Pointer to method C++ style
Sergey Gromov
snake.scaly at gmail.com
Thu Jul 23 19:09:12 PDT 2009
Thu, 23 Jul 2009 11:54:40 -0400, Steven Schveighoffer wrote:
> On Wed, 22 Jul 2009 23:47:30 -0400, Sergey Gromov <snake.scaly at gmail.com>
> wrote:
>
>> Is there a way to declare and statically initialize some sort of pointer
>> to method, and later call it for an actual object instance?
>
> I don't know why the "non constant expression error" happens, but
> constructing a delegate from function pointers is pretty simple:
It's my understanding that you cannot construct a delegate from a
function pointer because they use different calling conventions.
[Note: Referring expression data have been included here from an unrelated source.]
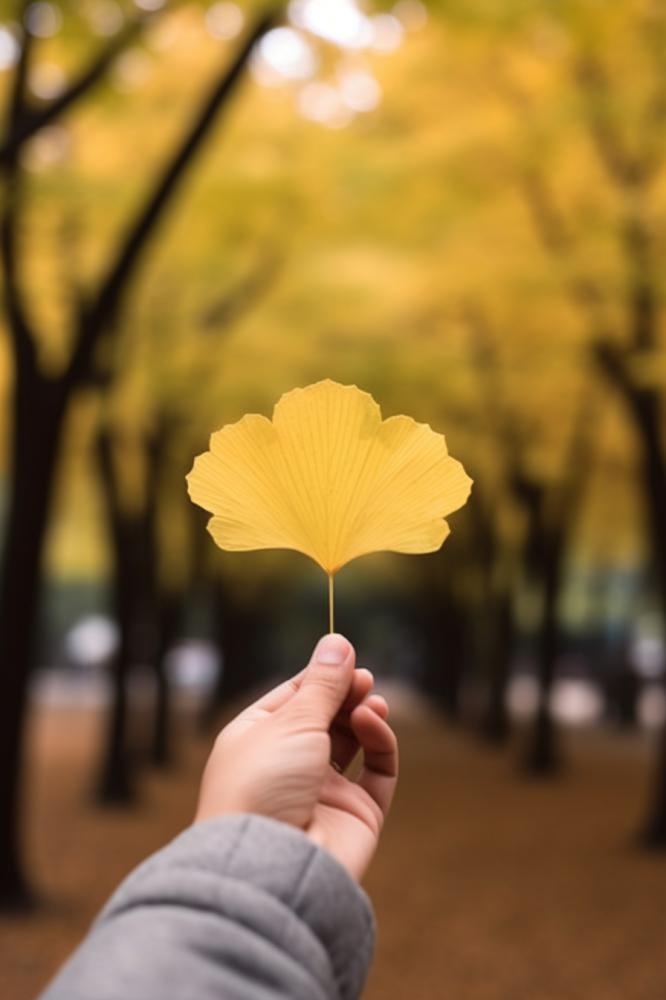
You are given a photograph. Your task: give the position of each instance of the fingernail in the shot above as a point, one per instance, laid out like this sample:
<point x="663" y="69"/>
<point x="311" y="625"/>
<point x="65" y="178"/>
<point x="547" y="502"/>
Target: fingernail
<point x="332" y="650"/>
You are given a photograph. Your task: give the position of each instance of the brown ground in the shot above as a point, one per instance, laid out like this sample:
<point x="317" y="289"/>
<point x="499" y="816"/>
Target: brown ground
<point x="486" y="887"/>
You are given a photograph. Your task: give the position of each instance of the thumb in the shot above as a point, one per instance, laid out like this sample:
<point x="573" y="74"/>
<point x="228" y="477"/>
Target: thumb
<point x="326" y="682"/>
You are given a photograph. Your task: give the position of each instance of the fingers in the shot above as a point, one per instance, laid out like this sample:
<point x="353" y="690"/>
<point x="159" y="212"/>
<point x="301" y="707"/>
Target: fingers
<point x="344" y="744"/>
<point x="279" y="695"/>
<point x="380" y="750"/>
<point x="326" y="684"/>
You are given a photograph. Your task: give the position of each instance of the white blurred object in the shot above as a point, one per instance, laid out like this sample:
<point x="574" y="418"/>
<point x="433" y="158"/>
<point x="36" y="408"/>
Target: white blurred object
<point x="104" y="17"/>
<point x="47" y="148"/>
<point x="281" y="56"/>
<point x="576" y="702"/>
<point x="9" y="49"/>
<point x="193" y="664"/>
<point x="386" y="33"/>
<point x="647" y="653"/>
<point x="47" y="80"/>
<point x="43" y="19"/>
<point x="359" y="89"/>
<point x="338" y="21"/>
<point x="411" y="14"/>
<point x="92" y="641"/>
<point x="323" y="103"/>
<point x="224" y="20"/>
<point x="651" y="706"/>
<point x="149" y="5"/>
<point x="522" y="696"/>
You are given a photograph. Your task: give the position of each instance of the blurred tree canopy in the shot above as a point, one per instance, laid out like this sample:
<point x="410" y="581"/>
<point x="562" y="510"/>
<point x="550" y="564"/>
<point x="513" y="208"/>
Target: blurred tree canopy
<point x="482" y="248"/>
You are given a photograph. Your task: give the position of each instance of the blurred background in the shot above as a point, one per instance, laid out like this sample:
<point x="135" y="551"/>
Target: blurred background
<point x="458" y="206"/>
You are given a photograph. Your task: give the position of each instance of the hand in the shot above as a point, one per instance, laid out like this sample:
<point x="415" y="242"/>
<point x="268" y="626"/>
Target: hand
<point x="283" y="757"/>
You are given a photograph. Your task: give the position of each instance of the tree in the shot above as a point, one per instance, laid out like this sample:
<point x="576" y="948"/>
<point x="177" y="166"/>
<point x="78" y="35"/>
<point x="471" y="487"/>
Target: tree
<point x="41" y="400"/>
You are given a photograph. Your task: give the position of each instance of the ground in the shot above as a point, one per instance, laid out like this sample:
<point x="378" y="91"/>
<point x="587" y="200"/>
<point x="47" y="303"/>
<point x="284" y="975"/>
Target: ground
<point x="487" y="886"/>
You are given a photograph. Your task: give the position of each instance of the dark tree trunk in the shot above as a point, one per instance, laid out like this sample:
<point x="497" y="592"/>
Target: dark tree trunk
<point x="115" y="783"/>
<point x="170" y="613"/>
<point x="444" y="629"/>
<point x="542" y="757"/>
<point x="496" y="727"/>
<point x="655" y="488"/>
<point x="31" y="477"/>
Though
you show here that it *is* possible to construct a delegate from another
delegate you dissected earlier.
> LOOKUP_TABLE[0] = Method("method1", &Component.method1);
> LOOKUP_TABLE[1] = Method("method2", &Component.method2);
These two lines are weird. ``pragma(msg)`` shows that type of
``&method1`` is ``void function()`` while it must be ``void delegate()``
for a non-static member because of difference in calling convention.
Actually I think that taking an address of a non-static member in a
static context must be a compile time error.